After high school I had no idea what I wanted to do. I was working a part time job, enrolled in classes part time at a community college that I had no intention of actually attending, and ended up failing both of them. The one thing I was looking forward to was spending a week with the youth group at my church as we all descended upon the city of Orlando for what is known as the National Youth Gathering. Twenty-five thousand youth connected to my denomination were there, including my wife. We actually stayed at the same hotel, but we did’t find that out until much later. 

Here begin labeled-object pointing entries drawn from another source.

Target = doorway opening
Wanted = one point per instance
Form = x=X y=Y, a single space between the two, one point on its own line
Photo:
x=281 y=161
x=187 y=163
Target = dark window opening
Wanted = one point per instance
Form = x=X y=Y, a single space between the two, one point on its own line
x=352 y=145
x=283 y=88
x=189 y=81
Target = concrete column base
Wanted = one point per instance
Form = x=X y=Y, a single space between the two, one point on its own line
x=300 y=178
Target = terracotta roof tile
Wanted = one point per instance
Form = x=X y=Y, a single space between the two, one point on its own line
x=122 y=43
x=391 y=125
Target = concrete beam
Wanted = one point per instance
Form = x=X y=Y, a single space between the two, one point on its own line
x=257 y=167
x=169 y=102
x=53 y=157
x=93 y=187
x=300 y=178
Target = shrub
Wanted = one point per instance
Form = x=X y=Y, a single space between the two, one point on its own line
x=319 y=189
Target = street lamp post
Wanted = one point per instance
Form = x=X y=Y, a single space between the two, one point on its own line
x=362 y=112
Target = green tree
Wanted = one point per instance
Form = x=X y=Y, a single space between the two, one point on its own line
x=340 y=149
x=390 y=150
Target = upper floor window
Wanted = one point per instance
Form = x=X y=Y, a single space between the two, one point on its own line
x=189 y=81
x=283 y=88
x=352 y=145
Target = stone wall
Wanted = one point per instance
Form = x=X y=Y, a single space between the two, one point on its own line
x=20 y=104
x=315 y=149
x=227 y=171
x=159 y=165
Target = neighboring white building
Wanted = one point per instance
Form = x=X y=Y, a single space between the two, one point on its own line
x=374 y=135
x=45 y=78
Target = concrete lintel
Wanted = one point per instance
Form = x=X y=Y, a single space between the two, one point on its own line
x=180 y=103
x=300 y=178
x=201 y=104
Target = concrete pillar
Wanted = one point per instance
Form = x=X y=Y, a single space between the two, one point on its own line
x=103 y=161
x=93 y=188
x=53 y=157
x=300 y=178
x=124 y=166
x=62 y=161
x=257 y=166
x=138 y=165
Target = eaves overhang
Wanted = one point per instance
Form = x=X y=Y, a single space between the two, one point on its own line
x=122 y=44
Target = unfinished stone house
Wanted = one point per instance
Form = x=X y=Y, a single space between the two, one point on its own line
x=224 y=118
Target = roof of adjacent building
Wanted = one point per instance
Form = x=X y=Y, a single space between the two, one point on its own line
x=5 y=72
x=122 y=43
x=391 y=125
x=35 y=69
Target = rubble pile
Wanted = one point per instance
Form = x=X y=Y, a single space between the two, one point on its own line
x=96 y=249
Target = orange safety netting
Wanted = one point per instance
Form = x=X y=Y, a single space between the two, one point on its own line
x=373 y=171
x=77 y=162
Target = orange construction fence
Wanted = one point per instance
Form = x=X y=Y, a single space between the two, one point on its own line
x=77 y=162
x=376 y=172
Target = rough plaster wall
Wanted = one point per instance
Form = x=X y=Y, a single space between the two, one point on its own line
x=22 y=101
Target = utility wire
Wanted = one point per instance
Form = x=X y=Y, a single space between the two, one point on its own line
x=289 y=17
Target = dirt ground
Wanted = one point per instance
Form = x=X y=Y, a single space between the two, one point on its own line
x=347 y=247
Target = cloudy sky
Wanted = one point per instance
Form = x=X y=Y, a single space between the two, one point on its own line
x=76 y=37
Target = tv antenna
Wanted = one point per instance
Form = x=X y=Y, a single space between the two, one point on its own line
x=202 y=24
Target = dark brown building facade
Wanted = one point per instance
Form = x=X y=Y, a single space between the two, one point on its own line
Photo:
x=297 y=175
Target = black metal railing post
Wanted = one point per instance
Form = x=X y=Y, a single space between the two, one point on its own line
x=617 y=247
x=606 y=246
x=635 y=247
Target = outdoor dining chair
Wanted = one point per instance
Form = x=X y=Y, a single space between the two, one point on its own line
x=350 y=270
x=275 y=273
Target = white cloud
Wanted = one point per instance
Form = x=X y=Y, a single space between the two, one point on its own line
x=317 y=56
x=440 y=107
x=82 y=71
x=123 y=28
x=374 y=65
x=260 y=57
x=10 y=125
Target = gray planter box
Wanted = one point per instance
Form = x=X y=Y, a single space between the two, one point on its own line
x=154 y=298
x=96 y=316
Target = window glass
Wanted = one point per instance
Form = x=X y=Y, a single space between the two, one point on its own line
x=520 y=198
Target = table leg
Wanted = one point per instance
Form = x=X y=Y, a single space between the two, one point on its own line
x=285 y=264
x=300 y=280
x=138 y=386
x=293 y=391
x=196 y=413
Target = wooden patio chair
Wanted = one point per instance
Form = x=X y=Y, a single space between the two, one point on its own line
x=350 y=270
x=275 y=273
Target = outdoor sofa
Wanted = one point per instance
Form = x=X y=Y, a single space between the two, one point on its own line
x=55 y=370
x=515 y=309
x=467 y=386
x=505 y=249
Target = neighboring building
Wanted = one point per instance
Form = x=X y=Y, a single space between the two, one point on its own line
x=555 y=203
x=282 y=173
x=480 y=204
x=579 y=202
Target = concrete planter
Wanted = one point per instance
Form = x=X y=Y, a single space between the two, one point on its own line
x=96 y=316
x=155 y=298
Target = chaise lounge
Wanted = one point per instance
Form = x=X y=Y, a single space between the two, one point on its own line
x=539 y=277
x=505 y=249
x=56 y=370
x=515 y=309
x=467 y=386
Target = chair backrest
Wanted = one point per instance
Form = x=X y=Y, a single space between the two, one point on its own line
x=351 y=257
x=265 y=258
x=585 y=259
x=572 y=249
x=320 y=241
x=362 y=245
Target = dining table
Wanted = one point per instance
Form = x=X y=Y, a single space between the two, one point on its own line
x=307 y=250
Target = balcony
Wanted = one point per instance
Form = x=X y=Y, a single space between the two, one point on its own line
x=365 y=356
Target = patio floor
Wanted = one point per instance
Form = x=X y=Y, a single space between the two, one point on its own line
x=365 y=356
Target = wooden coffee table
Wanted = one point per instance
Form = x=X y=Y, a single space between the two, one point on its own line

It was that event that began my academic career in earnest because from there I was encouraged to attend what was then called Concordia University River Forest. Thanks to a facebook reminder the other week, I realized it was fifteen years ago. At Concordia I really started to find my niche, unsurprisingly in a subject I thoroughly enjoyed at in my Lutheran grade school, even if my grades showed that. In college I felt most comfortable in those theology classes. Challenging fellow students, and at times professors, often to my own detriment, became a beloved pastime. Still though, the pursuit of high marks across the board where a transcript is concerned never seemed to be on my radar. 

Going from one Concordia to another didn’t change much in the pursuit of academic excellence all that much, at least not until after I had quit Concordia Seminary and then, after finishing an MA somewhere else, came back (more on that another day). From that second time around at Concordia Seminary, where I earned my M.Div. and was certified to be a Lutheran pastor in The Lutheran Church—Missouri Synod, on through my time at United Lutheran Seminary, where I graduated with a STM, I didn’t just want to coast, I wanted to excel. 

In many ways I believe I did excel, not just because some of my work has been published, but because I know how my time at every institution I have studied at has formed and shaped me as a husband, father, pastor, theologian, and child of God. The academic year has played a major role in my personal formation, so much so that I yearn for it to be a regular part of my life. It has been over a year since I had a place to call my academic home, since I had a place outside of my family and my congregation that would push me to grow in unexpected ways like academic institutions are want to do. I am glad that time has come to an end. 

Thanks to some very generous scholarships, funding opportunities, my congregation, and most of all my wife and family, I am beginning PhD studies this fall at the University of Birmingham in the UK. Although, I will spend some time on the campus at various points during my career as a student, it is a distance program which means my supervisions will be done mostly via Skype. While I couldn’t be more excited to work with my supervisors, to do the research, to write, to receive feedback, and to be involved in an academic community again, I am most excited that my life feels the rhythm of an academic year once more.